My understanding is that Lemon isn’t well-regarded in conservative circles, but that’s just what I’ve heard.
The problem with Lemon isn’t whether I like it or not – the problem is that it’s not consistently applied. If the test was actually consistently applied I wouldn’t mind it so much, but the Court seems to apply Lemon every couple years and then never again. So I think there’s a good chance the Court just kills Lemon all together. The Court just hasn’t consistently applied it. In McCreary County they kind of applied it, but not really, in Van Orden they didn’t, in Town of Greece v. Galloway, (that was the prayer case,) they didn’t apply it – so I think it’s not a very good test to apply.
You have a knack for making legal issues comprehensible and easy to follow. Where did you get that from?
I don’t know where I got it from. I think about how to say things in a clear fashion, where there is no ambiguity, all my words are chosen in a specific fashion, so that my reader knows exactly what it is I am trying to convey. I do this in my writing, but also in my teaching. When I teach students, I teach students from all across the country at different schools. These students have different backgrounds and different approaches. I don’t presume anything. When I walk into a class, or when I go give a lecture on the road, I assume my audience knows nothing. I assume they’ve never heard of me, and I start from scratch. My hope is that if I write clearly, and assume people know nothing, that it will be understandable. And I work very hard. I can spend minutes on a sentence, just rearranging the words, seeing which one reads better. I always want my audience to know exactly what I’m saying so there’s no ambiguity, no misplaced modifier, no long clauses where in the middle of the sentence, you forget what the hell the subject is. It sometimes has a more staccato, a more short, pointed approach, but I prefer clarity over flowery language.

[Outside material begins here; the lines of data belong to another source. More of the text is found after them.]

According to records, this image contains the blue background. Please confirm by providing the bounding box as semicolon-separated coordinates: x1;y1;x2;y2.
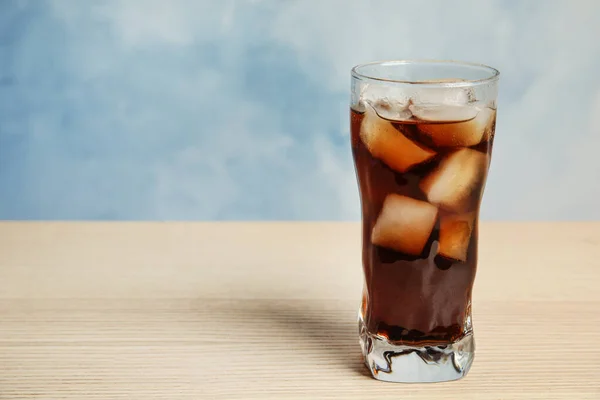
0;0;600;220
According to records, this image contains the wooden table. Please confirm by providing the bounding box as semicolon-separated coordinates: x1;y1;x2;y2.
0;222;600;400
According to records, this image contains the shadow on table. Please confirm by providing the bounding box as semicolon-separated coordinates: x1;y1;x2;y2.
218;299;371;377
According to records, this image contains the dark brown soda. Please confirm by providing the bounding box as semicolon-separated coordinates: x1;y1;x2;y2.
351;110;495;345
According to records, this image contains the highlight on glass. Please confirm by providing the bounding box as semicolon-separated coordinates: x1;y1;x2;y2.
350;60;499;382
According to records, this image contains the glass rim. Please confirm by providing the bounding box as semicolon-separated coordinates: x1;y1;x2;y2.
351;59;500;88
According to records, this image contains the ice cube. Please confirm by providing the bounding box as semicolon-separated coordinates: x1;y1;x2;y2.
411;105;496;147
419;149;488;212
371;193;437;255
411;85;474;105
360;107;435;172
438;212;475;261
369;99;412;121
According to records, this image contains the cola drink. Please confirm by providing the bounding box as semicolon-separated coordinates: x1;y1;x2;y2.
351;103;496;346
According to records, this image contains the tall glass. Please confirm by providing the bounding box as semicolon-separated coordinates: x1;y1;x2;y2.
351;61;499;382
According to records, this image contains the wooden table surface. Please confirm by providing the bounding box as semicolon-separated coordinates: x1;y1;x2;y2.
0;222;600;400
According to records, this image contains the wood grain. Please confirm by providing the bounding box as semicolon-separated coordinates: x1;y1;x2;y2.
0;222;600;399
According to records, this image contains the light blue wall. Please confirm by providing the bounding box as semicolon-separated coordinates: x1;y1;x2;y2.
0;0;600;220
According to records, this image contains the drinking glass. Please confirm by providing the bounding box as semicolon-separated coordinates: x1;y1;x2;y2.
350;60;499;382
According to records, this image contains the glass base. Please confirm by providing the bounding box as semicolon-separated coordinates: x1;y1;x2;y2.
358;317;475;383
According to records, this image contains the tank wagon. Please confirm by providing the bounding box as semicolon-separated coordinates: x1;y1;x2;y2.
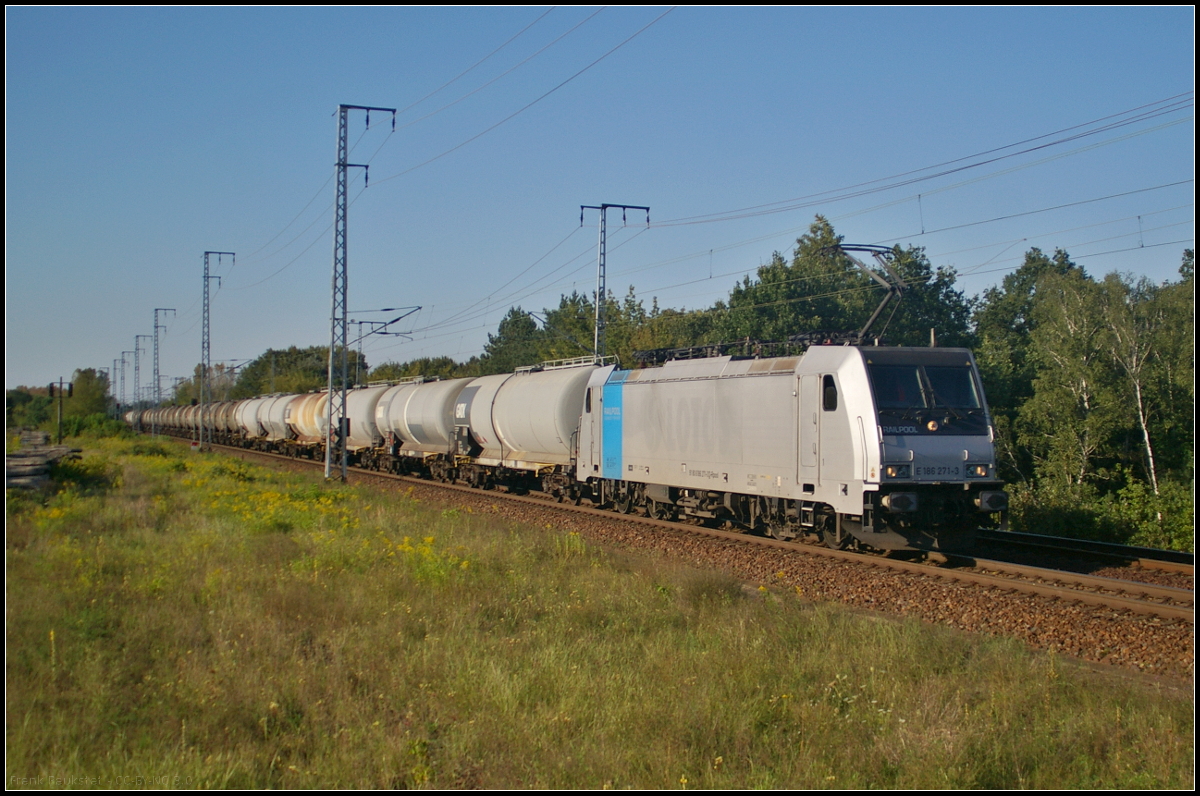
131;345;1008;550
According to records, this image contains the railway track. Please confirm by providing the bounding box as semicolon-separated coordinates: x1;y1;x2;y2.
978;531;1195;577
201;445;1195;624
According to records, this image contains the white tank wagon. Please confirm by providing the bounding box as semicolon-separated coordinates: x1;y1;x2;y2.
576;346;1007;550
284;391;329;457
343;385;389;451
238;396;271;442
258;394;302;443
455;358;596;497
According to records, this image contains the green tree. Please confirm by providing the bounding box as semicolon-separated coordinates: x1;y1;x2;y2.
62;367;109;418
710;216;972;346
479;307;545;376
1018;270;1122;486
230;346;370;400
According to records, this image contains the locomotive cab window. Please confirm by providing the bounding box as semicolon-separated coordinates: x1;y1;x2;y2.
821;376;838;412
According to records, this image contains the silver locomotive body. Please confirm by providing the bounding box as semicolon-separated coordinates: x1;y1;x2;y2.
576;346;1007;550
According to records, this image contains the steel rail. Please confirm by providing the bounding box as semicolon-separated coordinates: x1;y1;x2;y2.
192;445;1195;623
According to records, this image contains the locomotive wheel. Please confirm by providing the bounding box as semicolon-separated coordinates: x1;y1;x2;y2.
817;513;853;550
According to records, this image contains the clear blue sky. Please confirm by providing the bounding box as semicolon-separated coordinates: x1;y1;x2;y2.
5;7;1195;391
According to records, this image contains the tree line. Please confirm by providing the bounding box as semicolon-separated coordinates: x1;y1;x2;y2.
7;216;1195;550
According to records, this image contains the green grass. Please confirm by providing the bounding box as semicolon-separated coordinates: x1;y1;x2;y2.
6;441;1194;789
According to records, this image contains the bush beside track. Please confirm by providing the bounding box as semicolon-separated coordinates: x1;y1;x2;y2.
6;441;1194;789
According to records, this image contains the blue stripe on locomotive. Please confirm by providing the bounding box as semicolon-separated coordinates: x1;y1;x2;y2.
600;370;630;478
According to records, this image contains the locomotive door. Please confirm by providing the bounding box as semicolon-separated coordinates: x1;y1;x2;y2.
796;376;821;483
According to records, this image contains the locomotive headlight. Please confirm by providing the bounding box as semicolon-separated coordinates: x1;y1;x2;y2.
880;492;918;511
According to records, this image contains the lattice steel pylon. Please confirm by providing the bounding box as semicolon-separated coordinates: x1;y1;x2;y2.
133;335;151;431
325;104;396;481
580;204;650;361
121;351;133;406
200;251;236;450
150;307;174;436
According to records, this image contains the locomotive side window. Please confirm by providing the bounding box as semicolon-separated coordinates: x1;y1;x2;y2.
821;376;838;412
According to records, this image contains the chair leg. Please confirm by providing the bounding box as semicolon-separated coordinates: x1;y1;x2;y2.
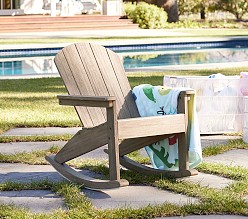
107;102;120;180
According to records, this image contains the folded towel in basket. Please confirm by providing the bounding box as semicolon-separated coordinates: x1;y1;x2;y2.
133;84;202;170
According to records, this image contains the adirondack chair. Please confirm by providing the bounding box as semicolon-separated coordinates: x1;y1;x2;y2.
46;43;197;189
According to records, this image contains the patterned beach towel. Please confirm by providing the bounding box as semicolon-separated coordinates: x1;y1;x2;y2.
133;84;202;170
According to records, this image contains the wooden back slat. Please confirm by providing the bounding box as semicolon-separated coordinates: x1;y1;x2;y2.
55;43;139;127
91;44;131;118
54;48;93;127
107;49;140;119
55;45;106;127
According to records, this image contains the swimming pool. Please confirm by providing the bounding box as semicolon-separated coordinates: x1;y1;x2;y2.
0;39;248;76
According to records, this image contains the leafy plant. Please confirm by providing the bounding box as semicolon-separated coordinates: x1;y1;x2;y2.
125;2;168;29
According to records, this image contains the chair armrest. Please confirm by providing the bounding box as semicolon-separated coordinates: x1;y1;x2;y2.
117;114;186;139
57;95;116;108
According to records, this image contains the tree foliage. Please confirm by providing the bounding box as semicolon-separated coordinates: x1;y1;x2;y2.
216;0;248;20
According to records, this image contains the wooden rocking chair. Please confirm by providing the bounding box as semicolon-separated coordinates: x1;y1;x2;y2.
46;43;197;189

It’s a good approach when you’re writing tests.
Yeah. When you’re writing exams, you have to anticipate every single issue that may arise – students might run into a problem, but you can’t answer their questions during the exam. So I try to eliminate as many problems as I can, and make the exams as stripped down and narrow as possible.
Before I leave you, I have a bit of trivia for you. Are you prepared?
Okay. This justice’s father was a renowned poet whose most famous poem was about the U.S.S. Constitution.
Yeah. It was Holmes. His father is actually in my American literature textbook. There are several pages of his poetry.
I knew his father was a poet, though I’ve never read any of the Oliver Wendell Holmes Sr. poetry. Was it good? Do you like it?
It’s very good. It’s written in this very direct fashion, where every other syllable is emphasized; it’s iambic. He has 8 syllables in a line, and then 6, and then 8, and then 6. It’s very short and to the point. It has a nice rhythm to it.
And that’s the end of the interview. Thanks for reading!